Francis Bacon, Novum Organum, 1620, Livre I, § 50, tr. fr. M. Malherbe et J.-M. Pousseur, PUF, 1986, p. 115-116.
"L'entendement ne peut jamais se laisser tromper par aucune expérience, pourvu seulement qu'il ait une intuition précise de l'objet qui lui est présent, soit en lui-même, si c'est ainsi qu'il le possède, soit sous sa forme imaginative ; et pourvu qu'en outre il n'aille pas juger que l'imagination lui rapporte avec fidélité les objets des sens, ni que les sens se fassent les porteurs de la vraie figure des choses, ni que les choses externes enfin soient toujours telles qu'elles apparaissent ; car en tout ceci nous sommes sujets à l'erreur : ainsi lorsqu'on nous raconte une fable, et que nous croyons que c'est une histoire vraie ; ainsi encore lorsqu'un homme qui souffre de la jaunisse croit que tout est jaune, parce qu'il a l'œil imprégné de couleur jaune ; ainsi enfin lorsque, sous l'effet d'une maladie de l'imagination (c'est ce qui arrive aux mélancoliques), nous croyons que les images désordonnées qui s'y forment représentent des réalités véritables. Mais tout cela n'induira pas en erreur l'entendement du sage ; il jugera en effet que tout ce qui lui parvient de son imagination s'y trouve, à coup sûr, véritablement tracé ; mais il n'affirmera pourtant jamais que le message se soit transmis intact, et sans aucune variation, des choses externes aux sens et des sens à la fantaisie, à moins qu'il ne le sache à l'avance de quelque autre façon. Nous composons nous-mêmes, au contraire, les choses dont nous avons l'intelligence, chaque fois que nous croyons qu'il existe en elles quelque chose que notre esprit ne perçoit immédiatement par aucune expérience : ainsi lorsque celui qui a la jaunisse se persuade que les choses qu'il voit sont jaunes, cette pensée qui est en lui aura été composée de ce que sa fantaisie lui représente, et de ce qu'il suppose de son propre chef : à savoir, que si la couleur jaune se manifeste à lui, ce n'est pas à cause d'un défaut de son œil, mais parce que les choses qu'il voit sont effectivement jaunes. De quoi l'on conclut que nous ne pouvons nous tromper qu'en composant nous-mêmes, d'une manière ou d'une autre, les choses que nous croyons."
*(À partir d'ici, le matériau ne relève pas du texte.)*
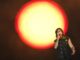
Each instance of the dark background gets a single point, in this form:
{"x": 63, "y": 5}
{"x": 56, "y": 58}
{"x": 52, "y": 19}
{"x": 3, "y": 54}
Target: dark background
{"x": 12, "y": 48}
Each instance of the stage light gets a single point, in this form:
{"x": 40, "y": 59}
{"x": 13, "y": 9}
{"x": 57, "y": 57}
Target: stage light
{"x": 37, "y": 21}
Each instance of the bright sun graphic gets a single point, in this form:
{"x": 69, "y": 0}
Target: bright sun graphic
{"x": 37, "y": 21}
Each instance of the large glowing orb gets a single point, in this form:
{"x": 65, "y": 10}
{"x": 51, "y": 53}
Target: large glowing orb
{"x": 36, "y": 23}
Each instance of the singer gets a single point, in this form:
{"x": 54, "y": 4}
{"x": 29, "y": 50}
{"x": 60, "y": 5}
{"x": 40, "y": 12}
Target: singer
{"x": 63, "y": 45}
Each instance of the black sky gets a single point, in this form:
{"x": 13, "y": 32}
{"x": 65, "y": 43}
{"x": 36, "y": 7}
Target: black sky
{"x": 12, "y": 48}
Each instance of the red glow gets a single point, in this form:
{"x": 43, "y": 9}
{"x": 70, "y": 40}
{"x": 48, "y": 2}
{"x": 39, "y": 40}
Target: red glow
{"x": 26, "y": 6}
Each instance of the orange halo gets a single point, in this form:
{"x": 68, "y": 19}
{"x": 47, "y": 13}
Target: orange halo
{"x": 36, "y": 26}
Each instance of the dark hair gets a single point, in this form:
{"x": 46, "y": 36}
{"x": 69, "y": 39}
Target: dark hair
{"x": 60, "y": 30}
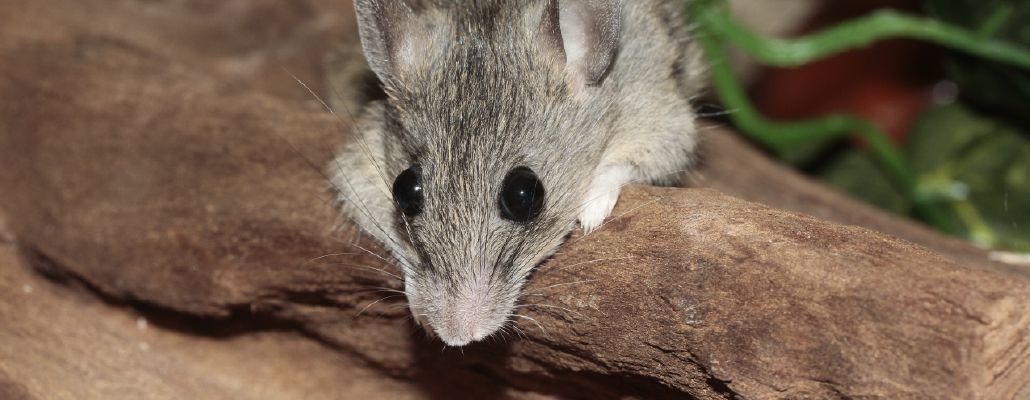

Descartes, Règles pour la direction de l'esprit, 1629, Règle XII, tr. fr. Jacques Brunschwig, Le Livre de Poche, 2002, p. 145-146.
"Commençons par la considération des choses les plus communes, et que nous croyons comprendre le plus distinctement, à savoir les corps que nous touchons et que nous voyons. Je n'entends pas parler des corps en général, car ces notions générales sont d'ordinaire plus confuses, mais de quelqu'un en particulier. Prenons pour exemple ce morceau de cire qui vient d'être tiré de la ruche : il n'a pas encore perdu la douceur du miel qu'il contenait, il retient encore quelque chose de l'odeur des fleurs dont il a été recueilli; sa couleur, sa figure, sa grandeur, sont apparentes; il est dur, il est froid, on le touche, et si vous le frappez, il rendra quelque son. Enfin toutes les choses qui peuvent distinctement faire connaître un corps, se rencontrent en celui-ci.
Mais voici que, cependant que je parle, on l'approche du feu : ce qui y restait de saveur s'exhale, l'odeur s'évanouit, sa couleur se change, sa figure se perd, sa grandeur augmente, il devient liquide, il s'échauffe, à peine le peut-on toucher, et quoiqu'on le frappe, il ne rendra plus aucun son. La même cire demeure-t-elle après ce changement ? Il faut avouer qu'elle demeure; et personne ne le peut nier. Qu'est-ce donc que l'on connaissait en ce morceau de cire avec tant de distinction ? Certes ce ne peut être rien de tout ce que j'y ai remarqué par l'entremise des sens, puisque toutes les choses qui tombaient sous le goût, ou l'odorat, ou la vue, ou l'attouchement, ou l'ouïe, se trouvent changées, et cependant la même cire demeure. Peut-être était-ce ce que je pense maintenant, à savoir que la cire n'était pas ni cette douceur du miel, ni cette agréable odeur des fleurs, ni cette blancheur, ni cette figure, ni ce son, mais seulement un corps qui un peu auparavant me paraissait sous ces formes, et qui maintenant se fait remarquer sous d'autres. Mais qu'est-ce, précisément parlant, que j'imagine, lorsque je la conçois en cette sorte ? Considérons-le attentivement, et éloignant toutes les choses qui n'appartiennent point à la cire, voyons ce qui reste. Certes il ne demeure rien que quelque chose d'étendu, de flexible et de muable. Or qu'est-ce que cela : flexible et muable ? N'est-ce pas que j'imagine que cette cire étant ronde est capable de devenir carrée, et de passer du carré en une figure triangulaire ? Non certes, ce n'est pas cela, puisque je la conçois capable de recevoir une infinité de semblables changements, et je ne saurais néanmoins parcourir cette infinité par mon imagination, et par conséquent cette conception que j'ai de la cire ne s'accomplit pas par la faculté d'imaginer.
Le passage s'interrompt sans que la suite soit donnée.